Farmer activist group Farmer Power says a mandatory code of conduct rather than a voluntary one is needed to overcome late payments to small businesses such as dairy farms.
Farmer Power vice president Alex Robertson of Simpson said the United Dairyfarmers of Victoria’s (UDV) call for a voluntary code of conduct on issues such as payment times to small businesses would not be sufficient to address the problem of late payments faced by many dairy farmers.
Mr Robertson said dairy farmers could relate to the recent report on payment times by the Small Business and Family Enterprise Ombudsman (SBFEO) that found there was a notable trend for longer payment times in Australia.
The SBFEO found longer payment times “slows down the flow of cash through the supply chains” and voluntary codes of conduct would not be sufficient to address the problem.
The SBFEO found that “while voluntary codes and other soft measures provide an option for businesses to signal their good intentions, it is only the power of legislation which will compel businesses to meet payment standards and address late and extended payment times.”

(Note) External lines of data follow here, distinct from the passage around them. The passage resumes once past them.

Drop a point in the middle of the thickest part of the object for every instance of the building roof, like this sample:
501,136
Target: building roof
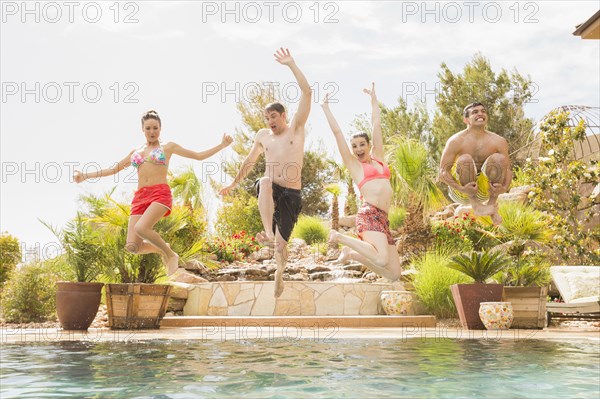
590,29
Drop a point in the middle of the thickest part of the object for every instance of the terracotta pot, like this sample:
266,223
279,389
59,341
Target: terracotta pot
77,304
467,298
397,302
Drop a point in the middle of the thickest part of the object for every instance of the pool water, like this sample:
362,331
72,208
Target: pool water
414,368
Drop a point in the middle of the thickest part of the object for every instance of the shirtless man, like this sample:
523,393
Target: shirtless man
475,165
279,200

Mr Robertson said he questioned why the UDV and Australian Dairy Farmers were promoting a voluntary code of conduct when a mandatory code was required to protect dairy farmers.
He said statements that “a mandatory code doesn’t mean it’s mandatory to sign up” only confused the issue.
“If a mandatory code is legislated, then it will apply to all processors,” Mr Robertson said.
A “legally binding voluntary code” would rely on contract law for enforcement and would be no different from the current situation, he said.